While the promise of electric, hydrogen-electric and hydrogen-powered aviation is recognised, the Paper acknowledges that there is limited capacity for the technology to have meaningful decarbonisation benefits before 2040. So SAF is likely to be the short-term priority, but the long term opportunities that green energy aircraft offer shouldn't be ignored.
The Paper provides stakeholders an opportunity to influence what fuel sources and technology should benefit from government support and form part of the Aviation White Paper, the Transport and Infrastructure Net Zero Roadmap and Action Plan and other key initiatives due to be launched in 2024.
Key takeaways
- The Paper gives stakeholders an opportunity to influence Australia's aviation net zero flight path
- SAF looks like the safe, and potentially, only bet for meaningful decarbonisation before 2050
- Electric and hydrogen technologies shouldn't be ignored for the long-term benefits they offer, and their role in Australia's green energy future.

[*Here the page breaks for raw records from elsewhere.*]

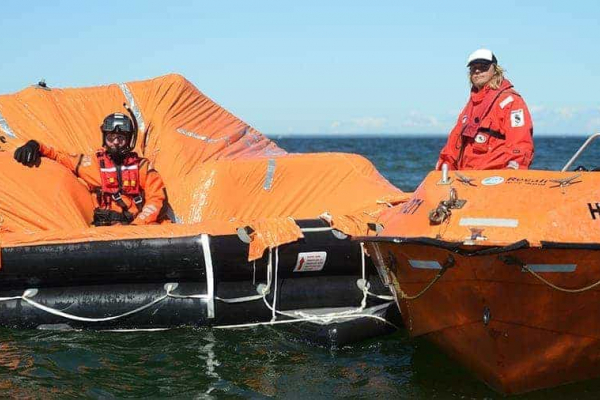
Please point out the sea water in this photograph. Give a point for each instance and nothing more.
(265, 362)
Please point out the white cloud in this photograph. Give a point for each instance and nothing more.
(534, 110)
(370, 122)
(417, 120)
(567, 112)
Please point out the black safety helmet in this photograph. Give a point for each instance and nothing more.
(119, 123)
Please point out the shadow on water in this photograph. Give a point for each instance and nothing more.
(256, 363)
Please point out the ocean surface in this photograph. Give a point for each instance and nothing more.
(265, 362)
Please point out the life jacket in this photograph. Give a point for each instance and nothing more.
(118, 180)
(474, 116)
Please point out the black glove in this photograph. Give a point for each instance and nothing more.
(28, 154)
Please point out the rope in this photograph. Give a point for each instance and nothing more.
(296, 316)
(513, 260)
(448, 264)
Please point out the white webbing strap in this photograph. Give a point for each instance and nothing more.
(210, 281)
(26, 296)
(6, 128)
(134, 107)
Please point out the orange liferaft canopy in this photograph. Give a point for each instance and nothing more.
(220, 173)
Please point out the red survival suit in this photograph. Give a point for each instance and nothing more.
(494, 131)
(133, 187)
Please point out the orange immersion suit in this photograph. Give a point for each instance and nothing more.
(493, 131)
(142, 191)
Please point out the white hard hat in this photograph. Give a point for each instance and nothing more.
(482, 55)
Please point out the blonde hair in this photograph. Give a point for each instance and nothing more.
(496, 80)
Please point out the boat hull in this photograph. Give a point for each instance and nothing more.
(512, 330)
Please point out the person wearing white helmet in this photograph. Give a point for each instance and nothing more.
(494, 130)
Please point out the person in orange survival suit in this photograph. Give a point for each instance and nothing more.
(494, 130)
(128, 190)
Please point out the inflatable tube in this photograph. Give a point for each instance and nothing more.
(190, 281)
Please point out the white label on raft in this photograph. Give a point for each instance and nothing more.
(492, 181)
(500, 222)
(311, 261)
(551, 267)
(424, 264)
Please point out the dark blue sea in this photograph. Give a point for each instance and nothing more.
(265, 362)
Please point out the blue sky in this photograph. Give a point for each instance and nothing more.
(330, 67)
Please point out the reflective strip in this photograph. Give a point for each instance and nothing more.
(195, 135)
(270, 173)
(500, 222)
(551, 267)
(4, 126)
(424, 264)
(114, 169)
(134, 107)
(210, 281)
(506, 101)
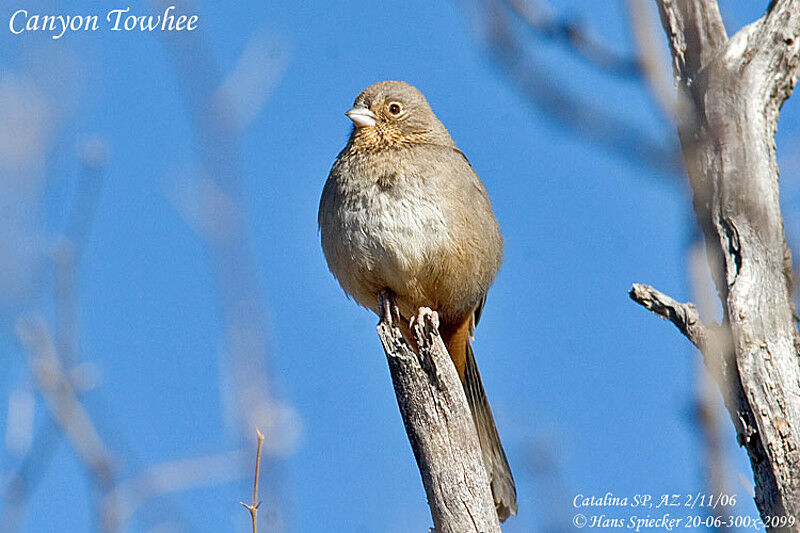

What's happened since the last Aviation Paper?
It's been more than a decade since the last Aviation White Paper was released (in December 2009). While that paper touched on aviation's role in reducing the impact of climate change, it largely focused on reducing carbon emissions through operational efficiencies. At that time the development of biofuels and other decarbonisation technologies was at an early stage and it was not until 2021-22 that industry groups such as IATA and ICAO committed to net zero after the UNFCCC excluded international aviation emissions from the targets set under the Paris Agreement.
The SAF opportunity
SAF is acknowledged in the Paper to be 'the most advanced means to support aviation meeting the objective of net zero by 2050'.1 As a replacement to conventional petroleum-based jet fuel, SAF is believed to have the potential to deliver up to a 100% reduction in net carbon dioxide.2 It can be produced from a number of feedstocks and can be done so synthetically and sustainably given it does not compete with food crops, water supplies and is not a contributor to forest degradation.3
The first flight with a blend of SAF and conventional fuel occurred in 2008, and presently available SAF can reduce carbon emissions by up to 80%.4 The technology to reach 100% reduction is expected to be available in the near future. It also offers a low barrier solution as it can be substituted (up to certain levels) without the need to modify aircraft or infrastructure—a distinct advantage given the life cycle of commercial aircraft averages around 25 years.5 For these reasons, SAF has been touted as the readiest solution for this 'hard to abate' industry.
As the only ready alternative to conventional jet fuel, the focus on SAF as part of any strategy to achieve net-zero flying by 2050 is not surprising. The Government established the Australian Jet Zero Council in June 2023 tasked with, among other objectives, the development of a domestic SAF industry.
As recognised in the Paper, Australia does not currently have onshore refining capacity to produce SAF capable of supporting the Australian aviation industry. Australian airlines have limited opportunity to access SAF offshore due to high global demand, low supply and a significant price difference compared to conventional jet fuel. Finnish corporation Neste announced in May 2023 the opening of its SAF refinery plant in Singapore, which will make it the world's largest producer of SAF with a one million metric tonne capacity. Geographically, this is significant for Australian airlines as the other major SAF refineries are located in Europe and the US.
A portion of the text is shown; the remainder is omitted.